Chow's political capital, after a relatively successful first year in office, gives her room to take strong public positions. Her arguments on Billy Bishop have been grounded in city consultation procedures and in long-standing Toronto policy commitments about the future of the waterfront. The mayor has also engaged federal officials, given the federal government's role in airport regulation through Transport Canada and Nav Canada.
The broader Toronto-Ontario relationship has had moments of cooperation over the past several years on transit projects and on housing. The Billy Bishop fight has the potential to damage that cooperation if not managed carefully. Both governments have signalled they want the substantive policy outcomes on transit and housing to be insulated from the airport dispute. Whether that insulation holds depends in part on the political temperature in both buildings over the coming weeks.
The economic file in the background
Beneath the optics and the airport fight, the Ontario government's economic file remains the most consequential element of the premier's political environment. The auto sector, the broader manufacturing base, the housing construction industry and the health care system have all been operating under the weight of the Trump administration tariffs and the broader inflation environment.
Provincial revenue projections in the recent budget were softer than the government had previously indicated. Capital spending has been adjusted. Several major infrastructure announcements have been re-sequenced. The premier's office has been consistent in framing these adjustments as prudent rather than as a retreat, but opposition critics have argued the government's economic strategy lacks coherence.

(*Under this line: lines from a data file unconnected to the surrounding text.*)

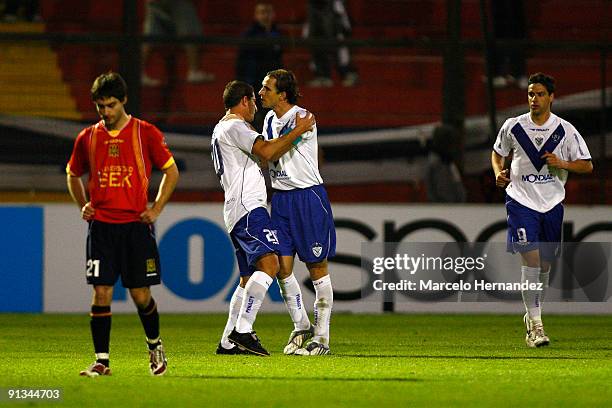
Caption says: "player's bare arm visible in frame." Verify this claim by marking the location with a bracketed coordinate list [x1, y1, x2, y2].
[491, 151, 510, 188]
[66, 174, 95, 220]
[140, 164, 179, 224]
[251, 112, 316, 161]
[542, 152, 593, 174]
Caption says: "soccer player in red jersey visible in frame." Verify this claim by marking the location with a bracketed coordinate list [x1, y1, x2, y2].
[66, 72, 179, 377]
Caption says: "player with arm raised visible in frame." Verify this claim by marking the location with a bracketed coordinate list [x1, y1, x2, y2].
[66, 72, 179, 377]
[259, 69, 336, 355]
[491, 73, 593, 347]
[211, 81, 315, 356]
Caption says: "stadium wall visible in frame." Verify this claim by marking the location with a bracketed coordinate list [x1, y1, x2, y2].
[0, 204, 612, 313]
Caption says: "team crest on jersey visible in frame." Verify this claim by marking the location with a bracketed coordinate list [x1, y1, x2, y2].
[108, 143, 119, 157]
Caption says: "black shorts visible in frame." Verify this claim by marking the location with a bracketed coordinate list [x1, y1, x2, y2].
[86, 221, 161, 288]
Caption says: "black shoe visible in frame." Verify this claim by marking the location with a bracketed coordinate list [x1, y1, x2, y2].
[216, 343, 249, 355]
[227, 329, 270, 356]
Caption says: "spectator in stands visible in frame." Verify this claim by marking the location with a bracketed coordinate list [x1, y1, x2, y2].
[236, 1, 283, 131]
[304, 0, 359, 87]
[425, 125, 466, 203]
[490, 0, 527, 89]
[2, 0, 42, 23]
[142, 0, 215, 86]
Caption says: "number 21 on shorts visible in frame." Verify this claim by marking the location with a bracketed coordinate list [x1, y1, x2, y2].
[262, 228, 278, 245]
[87, 259, 100, 278]
[516, 228, 527, 243]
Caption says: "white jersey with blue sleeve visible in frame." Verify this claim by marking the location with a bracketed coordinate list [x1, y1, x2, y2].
[211, 118, 267, 232]
[263, 105, 323, 190]
[493, 113, 591, 213]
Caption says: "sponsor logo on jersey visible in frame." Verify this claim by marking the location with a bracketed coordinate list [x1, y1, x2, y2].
[147, 258, 157, 276]
[521, 173, 555, 183]
[108, 144, 119, 157]
[270, 169, 289, 180]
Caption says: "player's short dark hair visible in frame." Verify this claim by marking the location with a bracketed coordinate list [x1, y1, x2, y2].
[527, 72, 555, 94]
[266, 69, 302, 105]
[91, 71, 127, 101]
[223, 81, 255, 109]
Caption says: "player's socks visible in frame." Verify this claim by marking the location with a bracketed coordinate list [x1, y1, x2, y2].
[277, 274, 310, 330]
[221, 285, 244, 349]
[312, 275, 334, 345]
[540, 266, 550, 305]
[138, 298, 159, 350]
[521, 266, 542, 322]
[89, 305, 112, 367]
[236, 271, 273, 333]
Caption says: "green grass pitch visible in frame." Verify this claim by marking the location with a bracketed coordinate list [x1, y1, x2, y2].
[0, 313, 612, 408]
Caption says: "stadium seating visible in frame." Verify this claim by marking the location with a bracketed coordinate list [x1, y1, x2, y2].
[33, 0, 612, 128]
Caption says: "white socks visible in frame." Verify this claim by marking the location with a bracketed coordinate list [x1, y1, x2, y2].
[540, 266, 550, 307]
[236, 271, 273, 333]
[312, 275, 334, 345]
[277, 274, 310, 330]
[521, 266, 542, 322]
[221, 285, 244, 349]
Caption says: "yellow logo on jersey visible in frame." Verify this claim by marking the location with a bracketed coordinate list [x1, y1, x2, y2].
[108, 143, 119, 157]
[147, 258, 157, 273]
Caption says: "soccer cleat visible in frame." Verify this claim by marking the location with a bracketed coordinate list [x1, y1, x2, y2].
[531, 322, 550, 347]
[295, 341, 330, 356]
[79, 361, 111, 377]
[523, 313, 535, 347]
[149, 340, 168, 376]
[523, 313, 550, 348]
[216, 343, 249, 355]
[283, 325, 314, 355]
[227, 329, 270, 356]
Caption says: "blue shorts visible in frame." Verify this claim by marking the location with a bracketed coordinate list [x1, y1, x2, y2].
[506, 196, 563, 260]
[272, 185, 336, 263]
[230, 207, 279, 276]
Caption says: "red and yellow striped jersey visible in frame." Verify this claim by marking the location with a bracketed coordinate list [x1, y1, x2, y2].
[66, 117, 174, 223]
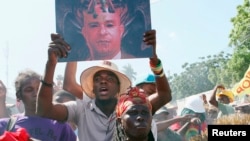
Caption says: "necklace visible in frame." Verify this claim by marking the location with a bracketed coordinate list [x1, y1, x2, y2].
[98, 113, 115, 135]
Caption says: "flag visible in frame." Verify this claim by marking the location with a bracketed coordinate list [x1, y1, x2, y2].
[232, 66, 250, 97]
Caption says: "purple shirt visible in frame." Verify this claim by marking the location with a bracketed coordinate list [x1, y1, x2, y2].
[0, 116, 76, 141]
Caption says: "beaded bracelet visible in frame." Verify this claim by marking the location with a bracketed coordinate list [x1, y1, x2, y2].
[40, 79, 53, 87]
[150, 59, 163, 74]
[155, 70, 165, 78]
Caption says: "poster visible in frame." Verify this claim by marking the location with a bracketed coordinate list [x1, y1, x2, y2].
[55, 0, 152, 62]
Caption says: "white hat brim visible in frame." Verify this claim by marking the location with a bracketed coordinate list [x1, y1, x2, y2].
[80, 66, 131, 98]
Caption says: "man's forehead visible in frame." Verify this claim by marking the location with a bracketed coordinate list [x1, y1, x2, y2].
[94, 70, 117, 77]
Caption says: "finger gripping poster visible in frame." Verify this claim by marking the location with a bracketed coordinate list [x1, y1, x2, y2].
[55, 0, 152, 62]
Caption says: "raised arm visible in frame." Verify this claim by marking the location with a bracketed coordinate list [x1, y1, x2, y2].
[0, 80, 9, 118]
[37, 34, 70, 121]
[209, 85, 225, 108]
[63, 62, 83, 99]
[144, 30, 172, 114]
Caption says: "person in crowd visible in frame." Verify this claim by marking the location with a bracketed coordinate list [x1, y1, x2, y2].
[53, 89, 78, 139]
[113, 87, 156, 141]
[134, 74, 189, 141]
[0, 80, 10, 118]
[135, 74, 157, 96]
[206, 105, 219, 124]
[37, 30, 172, 141]
[209, 84, 235, 118]
[173, 95, 207, 141]
[0, 69, 76, 141]
[53, 89, 76, 103]
[153, 106, 194, 141]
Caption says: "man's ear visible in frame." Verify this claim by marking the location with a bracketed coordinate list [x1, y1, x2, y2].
[16, 92, 22, 100]
[117, 117, 122, 124]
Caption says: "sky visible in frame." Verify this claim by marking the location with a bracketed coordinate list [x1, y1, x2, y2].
[0, 0, 243, 97]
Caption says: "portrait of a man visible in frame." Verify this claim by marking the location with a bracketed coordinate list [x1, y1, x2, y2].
[56, 0, 152, 62]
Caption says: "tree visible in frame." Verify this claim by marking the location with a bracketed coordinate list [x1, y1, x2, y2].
[229, 0, 250, 49]
[168, 52, 231, 100]
[122, 64, 137, 81]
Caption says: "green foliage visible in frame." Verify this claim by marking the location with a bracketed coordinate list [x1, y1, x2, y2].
[168, 52, 231, 100]
[229, 0, 250, 48]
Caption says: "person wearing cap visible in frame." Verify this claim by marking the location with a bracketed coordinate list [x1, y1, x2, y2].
[174, 95, 207, 141]
[209, 84, 235, 118]
[37, 30, 172, 141]
[113, 87, 154, 141]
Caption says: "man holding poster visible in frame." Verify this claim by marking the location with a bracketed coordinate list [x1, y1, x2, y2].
[56, 0, 152, 62]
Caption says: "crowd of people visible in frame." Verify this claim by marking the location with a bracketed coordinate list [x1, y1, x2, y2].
[0, 1, 250, 141]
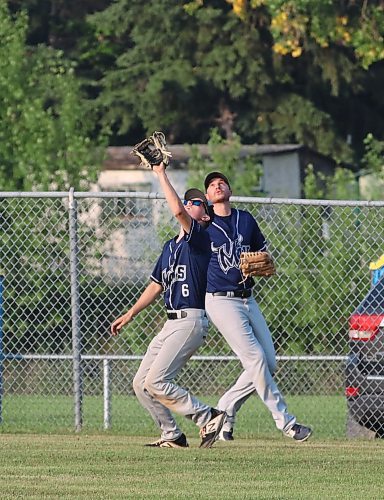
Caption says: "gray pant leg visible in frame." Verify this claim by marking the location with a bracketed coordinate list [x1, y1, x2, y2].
[206, 294, 296, 430]
[134, 318, 211, 440]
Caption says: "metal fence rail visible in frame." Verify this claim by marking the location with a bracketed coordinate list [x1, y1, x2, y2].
[0, 190, 384, 435]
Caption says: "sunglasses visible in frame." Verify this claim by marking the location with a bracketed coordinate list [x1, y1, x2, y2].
[183, 200, 204, 207]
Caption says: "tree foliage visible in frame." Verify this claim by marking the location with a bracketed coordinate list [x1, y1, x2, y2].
[7, 0, 384, 184]
[0, 3, 105, 191]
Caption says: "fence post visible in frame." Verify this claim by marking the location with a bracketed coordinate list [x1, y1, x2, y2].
[68, 188, 83, 432]
[103, 358, 111, 429]
[0, 275, 4, 424]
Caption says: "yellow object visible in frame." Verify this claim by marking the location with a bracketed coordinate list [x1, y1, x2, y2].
[369, 253, 384, 271]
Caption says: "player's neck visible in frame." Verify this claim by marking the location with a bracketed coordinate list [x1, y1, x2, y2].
[213, 201, 231, 217]
[176, 227, 184, 243]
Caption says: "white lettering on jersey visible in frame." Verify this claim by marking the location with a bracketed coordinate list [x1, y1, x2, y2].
[161, 264, 187, 290]
[211, 234, 250, 274]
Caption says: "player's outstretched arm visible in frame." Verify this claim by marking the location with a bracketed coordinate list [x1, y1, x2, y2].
[111, 281, 163, 335]
[153, 163, 192, 233]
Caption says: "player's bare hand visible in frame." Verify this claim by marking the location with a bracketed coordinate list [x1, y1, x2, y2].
[111, 311, 132, 336]
[152, 162, 165, 174]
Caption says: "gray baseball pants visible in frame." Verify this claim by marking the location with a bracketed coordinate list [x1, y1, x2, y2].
[205, 293, 296, 431]
[133, 309, 211, 441]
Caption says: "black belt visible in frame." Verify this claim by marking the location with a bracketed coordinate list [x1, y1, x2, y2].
[212, 288, 252, 299]
[167, 311, 188, 319]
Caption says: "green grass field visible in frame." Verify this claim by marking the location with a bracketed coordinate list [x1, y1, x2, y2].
[0, 396, 346, 439]
[0, 396, 384, 499]
[0, 434, 384, 499]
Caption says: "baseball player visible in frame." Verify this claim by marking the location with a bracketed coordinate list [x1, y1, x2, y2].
[111, 163, 226, 448]
[205, 172, 312, 441]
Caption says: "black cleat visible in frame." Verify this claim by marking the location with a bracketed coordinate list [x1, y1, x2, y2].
[284, 424, 312, 443]
[144, 434, 189, 448]
[217, 428, 234, 441]
[199, 408, 227, 448]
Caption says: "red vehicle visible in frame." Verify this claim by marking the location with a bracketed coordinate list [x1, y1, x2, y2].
[345, 276, 384, 437]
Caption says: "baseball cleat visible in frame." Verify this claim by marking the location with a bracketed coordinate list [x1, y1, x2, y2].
[199, 408, 227, 448]
[217, 428, 234, 441]
[144, 434, 189, 448]
[284, 424, 312, 443]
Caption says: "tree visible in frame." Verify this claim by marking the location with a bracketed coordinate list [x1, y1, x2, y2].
[0, 2, 105, 191]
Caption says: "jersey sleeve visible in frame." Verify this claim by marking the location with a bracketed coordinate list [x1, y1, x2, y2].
[150, 250, 163, 286]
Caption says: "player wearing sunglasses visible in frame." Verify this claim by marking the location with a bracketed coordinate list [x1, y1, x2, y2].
[111, 163, 226, 448]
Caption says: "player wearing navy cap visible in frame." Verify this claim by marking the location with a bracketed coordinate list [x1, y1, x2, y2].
[205, 172, 312, 441]
[111, 163, 226, 448]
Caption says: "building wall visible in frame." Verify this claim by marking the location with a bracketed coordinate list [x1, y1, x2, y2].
[262, 152, 301, 198]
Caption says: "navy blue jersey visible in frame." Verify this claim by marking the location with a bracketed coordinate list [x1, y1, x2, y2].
[207, 208, 266, 293]
[151, 220, 211, 310]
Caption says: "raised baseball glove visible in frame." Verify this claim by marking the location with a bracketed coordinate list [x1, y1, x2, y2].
[131, 132, 172, 168]
[240, 252, 276, 281]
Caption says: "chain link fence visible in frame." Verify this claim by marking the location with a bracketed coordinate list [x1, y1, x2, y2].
[0, 190, 384, 437]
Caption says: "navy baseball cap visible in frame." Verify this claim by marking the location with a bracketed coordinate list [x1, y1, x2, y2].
[184, 188, 208, 213]
[204, 172, 231, 189]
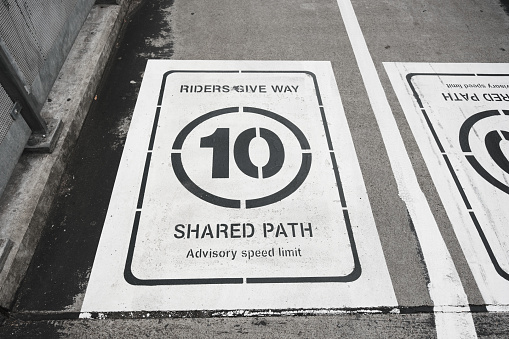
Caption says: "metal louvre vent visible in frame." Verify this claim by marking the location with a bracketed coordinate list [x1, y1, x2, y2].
[0, 85, 14, 144]
[0, 0, 78, 85]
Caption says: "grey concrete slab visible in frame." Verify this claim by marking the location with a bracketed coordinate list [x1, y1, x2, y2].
[0, 5, 125, 308]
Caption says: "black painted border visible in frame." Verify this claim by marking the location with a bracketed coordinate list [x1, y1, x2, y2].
[406, 73, 509, 281]
[124, 70, 362, 286]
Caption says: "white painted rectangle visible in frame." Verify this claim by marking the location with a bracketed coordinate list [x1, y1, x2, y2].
[385, 63, 509, 305]
[82, 60, 396, 312]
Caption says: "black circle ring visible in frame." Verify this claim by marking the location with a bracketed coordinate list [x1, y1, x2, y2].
[171, 107, 311, 208]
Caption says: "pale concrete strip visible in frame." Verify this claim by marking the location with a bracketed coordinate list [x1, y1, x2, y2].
[337, 0, 477, 338]
[0, 1, 128, 308]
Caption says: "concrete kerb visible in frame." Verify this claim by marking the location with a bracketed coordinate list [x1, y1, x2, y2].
[0, 0, 131, 309]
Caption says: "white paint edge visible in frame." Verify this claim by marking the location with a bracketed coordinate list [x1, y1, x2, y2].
[337, 0, 477, 338]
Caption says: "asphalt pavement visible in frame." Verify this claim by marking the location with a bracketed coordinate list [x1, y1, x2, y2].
[0, 0, 509, 338]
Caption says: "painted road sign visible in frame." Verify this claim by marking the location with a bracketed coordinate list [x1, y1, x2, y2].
[385, 63, 509, 305]
[82, 60, 396, 312]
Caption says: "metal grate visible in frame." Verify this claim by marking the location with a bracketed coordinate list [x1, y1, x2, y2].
[0, 85, 14, 144]
[0, 0, 78, 85]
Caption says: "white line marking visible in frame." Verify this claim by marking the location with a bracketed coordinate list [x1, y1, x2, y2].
[337, 0, 477, 338]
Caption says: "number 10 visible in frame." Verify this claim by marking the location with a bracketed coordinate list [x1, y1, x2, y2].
[200, 128, 285, 178]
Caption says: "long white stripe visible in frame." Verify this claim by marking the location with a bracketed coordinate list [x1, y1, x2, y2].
[337, 0, 477, 338]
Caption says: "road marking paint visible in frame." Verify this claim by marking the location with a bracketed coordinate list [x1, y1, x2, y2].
[385, 63, 509, 310]
[82, 60, 397, 314]
[337, 0, 476, 338]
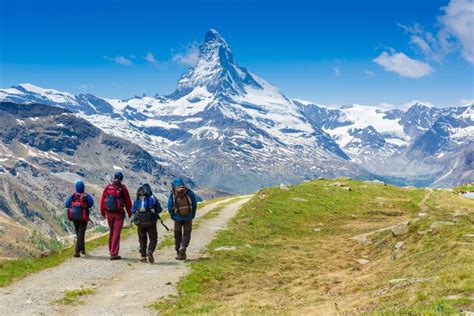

For Ontario households, the practical experience has been a continuing affordability squeeze, particularly on housing and grocery costs. The federal Canada Groceries and Essentials Benefit, taking effect in June, will provide some relief. The provincial government's affordability response has been more modest, focused on energy rebates and on targeted tax measures.
The transit and housing files
The Ontario Line, the Eglinton Crosstown LRT and several other major transit projects continue to advance under provincial leadership. The Ontario Line tunnel boring has been a significant operational story. Construction noise, traffic disruption and the broader inconvenience of major urban infrastructure projects have been recurring sources of complaint, although the longer-term transit benefits are widely supported.
Housing supply remains the file the government has identified as its single most important policy commitment. Ontario's housing starts have decelerated, despite the federal and provincial policy frameworks designed to accelerate construction. The premier has been engaged with municipal partners on permit reform, zoning changes and other supply-side levers. The pace of progress, by the government's own assessment, has been slower than required.
What's next
The Billy Bishop legislation is moving through committee, with public hearings scheduled in the coming weeks. The government has signalled it will revisit the park appropriation language if hearings produce strong evidence the seizure is not required. Mayor Chow has indicated the city will not be enthusiastic partners on airport expansion under the current bill structure.
On the jet file, the auditor general's office has not publicly committed to a review but has confirmed it is monitoring developments. The government has said it expects to recoup most of the purchase price through the resale and has resisted opposition demands to release the full documentation behind the original acquisition decision.
For Ford, the political task is straightforward to describe and much harder to execute: reset the story, move the focus back to affordability and jobs, and avoid additional optics damage of the kind the jet provided. The longer the premier himself is the headline, the harder that reset becomes.